BOGOF (Buy One Get One Free) is the UK wine industry’s drug of choice these days. The promotional mechanics take various half-price forms, but they revolve around wines sold briefly at prices like 7.99, then “promoted” at what cynics would call their “real” price, of 3.99.

The question that nobody seems to be asking is: Do half-priced features violate the trust of the consumer? Does it undermine the market for premium wine? How is the producer and retailer trade going to end a practice that moves so much volume on what many would consider to be a less than objective practice?

A MAJOR retailer this week was promoting Fetzer, barrel select California Cabernet at £3.99 (regular price £7.99) with a screw cap closure. It was a deal so good that I had to buy a couple. I got it home and unscrewed the cap. The wine was, shall we say, a very nice bottle of 3.99 wine. A fair deal for the price I paid.

But, there was a nagging feeling inside me about this wine. I tasted it again, could I believe given Fetzer’s amazing winemaking prowess (they’re a subsidiary of Brown Forman) , that this is a wine that the winery and retailer would have sold at £7.99. Well, the answer is, probably not. More to the point, would a consumer buy the wine at £7.99?

I went to Fetzer’s website, and looked at their positioning for the brand:

At the end of the 1800s, Valley Oaks was a center of livestock production in Northern California. The land was ideally suited for grape production and in 1984, Fetzer took over Valley Oaks to help it realize its full potential. It was then that we committed ourselves to a new winemaking philosophy. A philosophy grounded in a sense of responsibility to the land, our community and our customers.

As you explore, we hope you get a sense of what life at Valley Oaks is like and feel inspired to pay us a visit.

It was all about “place”, history, quality. The sorts of things that make me think, Gosh, this is a winery that is passionate about what they do. There is a lot of very specific information on the site about their commitments to using recyclable materials, import and treatment of cork in the US, etc etc.

I then went back to the wine and took a closer look and saw that the wine was shipped in bulk and bottled in the UK. A practice that seemed rather inconsistent with many of the messages in the site.

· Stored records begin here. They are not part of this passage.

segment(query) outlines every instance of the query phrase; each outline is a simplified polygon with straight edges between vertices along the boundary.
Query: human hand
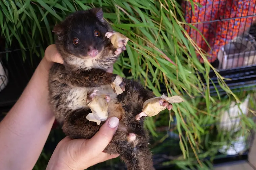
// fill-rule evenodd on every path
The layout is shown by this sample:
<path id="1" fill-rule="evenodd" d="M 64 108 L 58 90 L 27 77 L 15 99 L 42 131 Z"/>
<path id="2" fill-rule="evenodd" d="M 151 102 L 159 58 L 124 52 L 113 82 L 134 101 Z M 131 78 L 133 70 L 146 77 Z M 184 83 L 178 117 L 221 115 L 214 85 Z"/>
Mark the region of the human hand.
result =
<path id="1" fill-rule="evenodd" d="M 53 63 L 58 63 L 63 64 L 63 59 L 59 53 L 55 44 L 51 44 L 47 47 L 45 52 L 45 60 L 48 63 L 48 66 L 51 66 L 51 64 Z M 47 69 L 49 69 L 50 67 L 47 67 Z M 113 72 L 113 66 L 107 70 L 107 72 L 109 73 Z"/>
<path id="2" fill-rule="evenodd" d="M 119 124 L 118 118 L 108 119 L 89 140 L 71 140 L 66 137 L 57 145 L 46 170 L 83 170 L 117 157 L 103 152 L 112 139 Z"/>

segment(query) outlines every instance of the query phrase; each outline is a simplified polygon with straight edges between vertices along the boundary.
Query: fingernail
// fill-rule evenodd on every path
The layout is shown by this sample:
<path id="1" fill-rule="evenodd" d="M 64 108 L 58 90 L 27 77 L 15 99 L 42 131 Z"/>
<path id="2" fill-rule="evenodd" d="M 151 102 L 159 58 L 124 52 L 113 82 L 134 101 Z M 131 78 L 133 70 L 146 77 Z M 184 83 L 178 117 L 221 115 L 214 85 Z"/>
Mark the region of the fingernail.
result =
<path id="1" fill-rule="evenodd" d="M 119 119 L 116 117 L 112 117 L 108 121 L 108 127 L 113 129 L 117 126 L 119 123 Z"/>

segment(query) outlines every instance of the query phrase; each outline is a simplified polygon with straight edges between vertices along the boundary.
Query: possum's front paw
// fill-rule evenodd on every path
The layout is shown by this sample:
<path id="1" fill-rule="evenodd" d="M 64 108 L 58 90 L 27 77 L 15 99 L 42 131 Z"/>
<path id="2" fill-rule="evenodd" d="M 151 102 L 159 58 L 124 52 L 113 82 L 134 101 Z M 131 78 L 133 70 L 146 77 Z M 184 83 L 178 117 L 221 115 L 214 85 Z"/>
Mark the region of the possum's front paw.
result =
<path id="1" fill-rule="evenodd" d="M 115 56 L 119 55 L 126 49 L 125 46 L 129 39 L 123 34 L 118 32 L 108 32 L 105 36 L 110 39 L 111 43 L 116 48 Z"/>
<path id="2" fill-rule="evenodd" d="M 94 99 L 95 96 L 97 95 L 97 92 L 98 91 L 98 90 L 95 89 L 91 93 L 87 94 L 87 99 L 86 99 L 86 102 L 87 103 L 90 103 L 92 100 Z M 110 100 L 110 96 L 108 95 L 106 95 L 105 96 L 105 100 L 107 101 L 107 103 L 108 103 Z"/>
<path id="3" fill-rule="evenodd" d="M 112 79 L 113 82 L 111 84 L 111 87 L 114 90 L 114 93 L 118 95 L 124 91 L 125 84 L 123 81 L 123 78 L 120 76 L 117 75 L 113 77 Z"/>

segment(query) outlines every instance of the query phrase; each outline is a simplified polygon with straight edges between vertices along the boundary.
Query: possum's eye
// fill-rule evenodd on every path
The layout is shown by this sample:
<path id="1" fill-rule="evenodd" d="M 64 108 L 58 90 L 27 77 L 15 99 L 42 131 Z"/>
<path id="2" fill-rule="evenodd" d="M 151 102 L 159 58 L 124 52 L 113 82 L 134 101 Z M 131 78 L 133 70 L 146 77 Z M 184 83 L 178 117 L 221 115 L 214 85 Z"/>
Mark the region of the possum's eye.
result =
<path id="1" fill-rule="evenodd" d="M 74 38 L 73 39 L 73 43 L 74 45 L 77 45 L 79 43 L 79 40 L 76 38 Z"/>
<path id="2" fill-rule="evenodd" d="M 94 30 L 94 36 L 95 37 L 99 37 L 100 36 L 100 33 L 98 30 Z"/>

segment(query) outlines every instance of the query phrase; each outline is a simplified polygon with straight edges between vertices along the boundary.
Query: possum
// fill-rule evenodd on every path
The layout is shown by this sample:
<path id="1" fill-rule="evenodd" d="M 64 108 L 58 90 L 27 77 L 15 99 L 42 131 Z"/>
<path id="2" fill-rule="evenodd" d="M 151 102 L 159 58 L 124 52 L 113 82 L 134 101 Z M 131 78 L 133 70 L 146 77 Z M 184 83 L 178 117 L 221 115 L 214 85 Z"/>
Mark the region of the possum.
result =
<path id="1" fill-rule="evenodd" d="M 111 39 L 115 32 L 104 19 L 101 8 L 75 12 L 52 31 L 64 62 L 55 63 L 50 70 L 50 103 L 63 132 L 72 139 L 92 137 L 105 120 L 98 125 L 87 120 L 91 112 L 88 103 L 96 95 L 102 96 L 108 102 L 108 117 L 119 120 L 104 151 L 119 154 L 128 170 L 152 169 L 145 117 L 139 120 L 135 117 L 141 112 L 144 102 L 155 96 L 138 82 L 125 79 L 120 85 L 123 92 L 117 95 L 111 85 L 118 76 L 106 71 L 125 50 L 126 39 Z M 111 40 L 116 41 L 115 46 Z M 171 106 L 163 99 L 159 103 L 168 109 Z"/>

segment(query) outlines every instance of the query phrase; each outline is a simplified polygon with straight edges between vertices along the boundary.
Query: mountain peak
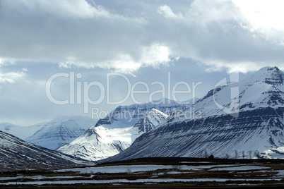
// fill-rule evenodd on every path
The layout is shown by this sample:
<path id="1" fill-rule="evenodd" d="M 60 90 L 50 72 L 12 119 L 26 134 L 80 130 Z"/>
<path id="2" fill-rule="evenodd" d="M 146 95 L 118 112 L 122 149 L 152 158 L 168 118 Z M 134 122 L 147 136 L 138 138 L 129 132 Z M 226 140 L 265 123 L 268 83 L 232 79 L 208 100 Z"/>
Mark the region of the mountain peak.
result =
<path id="1" fill-rule="evenodd" d="M 284 73 L 278 67 L 266 66 L 249 76 L 247 80 L 249 83 L 263 82 L 272 85 L 279 86 L 283 85 L 283 78 Z"/>

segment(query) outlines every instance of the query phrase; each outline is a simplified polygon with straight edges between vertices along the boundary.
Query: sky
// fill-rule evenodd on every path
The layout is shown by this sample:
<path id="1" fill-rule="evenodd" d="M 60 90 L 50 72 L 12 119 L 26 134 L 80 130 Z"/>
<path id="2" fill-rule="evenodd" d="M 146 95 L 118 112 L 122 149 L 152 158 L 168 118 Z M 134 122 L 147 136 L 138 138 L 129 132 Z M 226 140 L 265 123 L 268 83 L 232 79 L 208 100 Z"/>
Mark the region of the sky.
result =
<path id="1" fill-rule="evenodd" d="M 202 97 L 232 72 L 284 70 L 283 6 L 0 0 L 0 123 L 95 118 L 119 105 Z"/>

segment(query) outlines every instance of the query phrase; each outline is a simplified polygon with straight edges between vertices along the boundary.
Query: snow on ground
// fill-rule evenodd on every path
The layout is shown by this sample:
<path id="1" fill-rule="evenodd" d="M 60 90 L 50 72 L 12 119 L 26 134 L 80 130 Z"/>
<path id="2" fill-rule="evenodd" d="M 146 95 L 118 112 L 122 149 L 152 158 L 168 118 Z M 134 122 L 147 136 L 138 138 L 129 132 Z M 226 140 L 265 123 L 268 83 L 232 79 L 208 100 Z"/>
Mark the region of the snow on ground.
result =
<path id="1" fill-rule="evenodd" d="M 179 166 L 178 169 L 180 171 L 186 170 L 201 170 L 210 169 L 210 171 L 246 171 L 246 170 L 255 170 L 255 169 L 268 169 L 269 167 L 259 166 L 249 166 L 244 165 L 241 166 L 235 166 L 235 165 L 206 165 L 206 166 Z M 59 169 L 54 171 L 65 172 L 73 171 L 80 172 L 81 173 L 126 173 L 126 172 L 141 172 L 155 171 L 158 169 L 174 169 L 172 165 L 127 165 L 127 166 L 95 166 L 86 168 L 75 168 L 75 169 Z"/>
<path id="2" fill-rule="evenodd" d="M 271 178 L 260 179 L 234 179 L 234 181 L 271 181 Z M 280 181 L 281 178 L 273 179 Z M 165 183 L 165 182 L 225 182 L 231 179 L 225 178 L 194 178 L 194 179 L 180 179 L 180 178 L 156 178 L 156 179 L 138 179 L 129 181 L 126 179 L 116 180 L 86 180 L 86 181 L 30 181 L 30 182 L 10 182 L 0 183 L 0 185 L 44 185 L 44 184 L 76 184 L 76 183 Z"/>
<path id="3" fill-rule="evenodd" d="M 256 169 L 271 169 L 270 167 L 259 166 L 234 166 L 234 167 L 220 167 L 214 168 L 210 171 L 249 171 L 249 170 L 256 170 Z"/>

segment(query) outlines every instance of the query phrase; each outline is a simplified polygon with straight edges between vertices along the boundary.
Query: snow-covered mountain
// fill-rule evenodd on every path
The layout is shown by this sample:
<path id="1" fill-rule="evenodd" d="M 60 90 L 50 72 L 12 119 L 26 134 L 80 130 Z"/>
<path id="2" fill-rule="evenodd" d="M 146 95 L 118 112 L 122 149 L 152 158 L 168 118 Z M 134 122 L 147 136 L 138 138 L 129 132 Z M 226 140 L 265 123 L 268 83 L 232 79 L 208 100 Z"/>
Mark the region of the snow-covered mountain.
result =
<path id="1" fill-rule="evenodd" d="M 0 131 L 0 171 L 47 169 L 95 164 L 41 147 Z"/>
<path id="2" fill-rule="evenodd" d="M 219 157 L 240 157 L 242 151 L 247 157 L 250 151 L 280 155 L 284 146 L 283 76 L 277 67 L 265 67 L 240 82 L 218 85 L 187 110 L 171 116 L 125 151 L 105 161 L 200 157 L 205 151 Z M 234 90 L 237 95 L 232 96 Z M 199 116 L 190 118 L 189 113 Z"/>
<path id="3" fill-rule="evenodd" d="M 87 116 L 59 116 L 25 139 L 32 144 L 51 150 L 69 144 L 81 135 L 95 121 Z"/>
<path id="4" fill-rule="evenodd" d="M 24 127 L 10 123 L 1 123 L 0 130 L 25 140 L 42 128 L 45 123 L 41 123 L 35 126 Z"/>
<path id="5" fill-rule="evenodd" d="M 133 107 L 133 106 L 131 106 Z M 123 107 L 119 107 L 120 113 Z M 131 109 L 134 112 L 138 112 Z M 147 110 L 143 110 L 147 112 Z M 124 117 L 123 114 L 118 114 L 120 117 L 112 118 L 108 122 L 98 121 L 95 127 L 90 128 L 83 135 L 80 136 L 69 145 L 58 149 L 75 157 L 88 160 L 99 160 L 114 156 L 127 147 L 141 135 L 154 129 L 159 123 L 163 122 L 168 116 L 167 114 L 155 109 L 152 109 L 139 118 L 135 114 L 134 118 Z M 106 119 L 104 119 L 104 121 Z M 110 123 L 110 124 L 108 124 Z"/>

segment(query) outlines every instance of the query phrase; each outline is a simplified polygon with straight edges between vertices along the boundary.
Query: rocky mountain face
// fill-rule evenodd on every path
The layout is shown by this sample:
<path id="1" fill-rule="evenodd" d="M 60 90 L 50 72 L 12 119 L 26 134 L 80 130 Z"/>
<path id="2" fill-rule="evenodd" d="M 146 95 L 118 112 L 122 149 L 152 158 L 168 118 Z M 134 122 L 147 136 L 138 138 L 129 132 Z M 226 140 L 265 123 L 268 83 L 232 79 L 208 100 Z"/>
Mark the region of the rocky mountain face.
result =
<path id="1" fill-rule="evenodd" d="M 265 67 L 240 82 L 216 86 L 189 109 L 172 115 L 126 150 L 102 161 L 204 154 L 283 157 L 283 75 L 277 67 Z M 234 90 L 237 95 L 231 95 Z M 192 118 L 189 114 L 199 116 Z"/>
<path id="2" fill-rule="evenodd" d="M 50 150 L 56 150 L 69 144 L 95 124 L 95 121 L 87 116 L 59 116 L 45 123 L 25 140 Z"/>
<path id="3" fill-rule="evenodd" d="M 88 160 L 105 159 L 129 147 L 138 137 L 154 129 L 167 116 L 160 111 L 152 109 L 139 119 L 136 116 L 134 118 L 117 117 L 107 122 L 110 124 L 97 123 L 95 127 L 90 128 L 83 135 L 58 150 Z M 100 123 L 102 121 L 100 121 Z"/>
<path id="4" fill-rule="evenodd" d="M 0 171 L 50 169 L 95 164 L 0 131 Z"/>
<path id="5" fill-rule="evenodd" d="M 41 123 L 31 126 L 20 126 L 10 123 L 1 123 L 0 130 L 25 140 L 41 129 L 46 123 Z"/>

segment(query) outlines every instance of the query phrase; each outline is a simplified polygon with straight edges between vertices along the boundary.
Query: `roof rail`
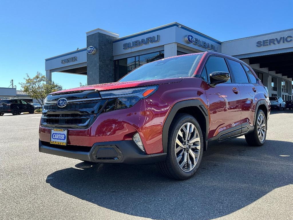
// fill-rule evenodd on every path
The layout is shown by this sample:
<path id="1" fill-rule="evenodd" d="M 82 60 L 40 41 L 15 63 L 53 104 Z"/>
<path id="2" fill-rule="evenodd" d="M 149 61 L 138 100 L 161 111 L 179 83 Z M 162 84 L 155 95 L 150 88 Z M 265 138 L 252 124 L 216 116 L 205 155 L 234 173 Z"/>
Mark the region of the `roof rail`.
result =
<path id="1" fill-rule="evenodd" d="M 206 52 L 215 52 L 216 53 L 222 53 L 222 54 L 225 54 L 225 55 L 227 55 L 225 53 L 222 53 L 221 52 L 219 52 L 217 51 L 215 51 L 213 50 L 207 50 Z"/>

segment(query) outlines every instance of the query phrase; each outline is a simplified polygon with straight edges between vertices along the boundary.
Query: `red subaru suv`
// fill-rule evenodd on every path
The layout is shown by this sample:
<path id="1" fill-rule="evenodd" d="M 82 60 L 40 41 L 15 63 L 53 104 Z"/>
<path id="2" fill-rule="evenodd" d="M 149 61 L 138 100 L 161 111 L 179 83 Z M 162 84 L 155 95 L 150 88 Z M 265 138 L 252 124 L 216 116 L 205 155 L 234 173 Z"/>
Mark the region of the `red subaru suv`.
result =
<path id="1" fill-rule="evenodd" d="M 156 163 L 179 180 L 194 175 L 208 145 L 245 135 L 265 140 L 267 90 L 241 60 L 212 51 L 166 58 L 118 82 L 49 94 L 40 152 L 97 163 Z"/>

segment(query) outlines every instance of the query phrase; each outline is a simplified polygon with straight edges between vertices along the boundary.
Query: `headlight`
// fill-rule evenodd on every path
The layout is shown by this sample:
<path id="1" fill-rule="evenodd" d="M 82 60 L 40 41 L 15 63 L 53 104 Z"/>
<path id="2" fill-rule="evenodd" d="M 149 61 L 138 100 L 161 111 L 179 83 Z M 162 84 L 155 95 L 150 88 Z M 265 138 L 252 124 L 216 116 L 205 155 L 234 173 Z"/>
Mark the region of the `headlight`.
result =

Well, Stormhoek are big fans of non-source bottling, although we do not currently do it. There are many, many, good reasons to do it: Cost savings, Better supply chain and packaging, there are people in our business who believe that we could keep our wine fresher if it was bottled closer to the market. However, if your brand message is all about a sense of place and history and promises are being made about the packaging used and its provenance, is non-source bottling a consistent message? I will let you judge for yourself.

Fundamentally, if the industry is going to build brands, then the brands need to be true to their stated objectives and keep the promises that they make to the consumer. If the industry is going to build sales at higher price points, then a good way to do it is to sell wine that is legitimately worth £7.99 at £3.99. I am afraid that the message that is being perpetrated now is: There is NO reason to spend £7.99 on a bottle of wine, because it doesn’t taste any better than a £3.99 bottle.

BOGOF is a drug. Like all intoxicants, too much gets poisonous.

[PS:] A couple of days later, On a visit to another BIG retailer, there was Fetzer Sundial Chardonay and Cabernet on sale. Same mechanic, oddly Cabernet “half priced” at 8.49 down to 3.99 and Chardonnay at 7.99, down to 3.99. California, natural cork filled, I didn’t buy the wine, but it looked like the “normal” stuff i.e like it was acutally bottled at source. I think this retailer has more Christmas cheer in their offer.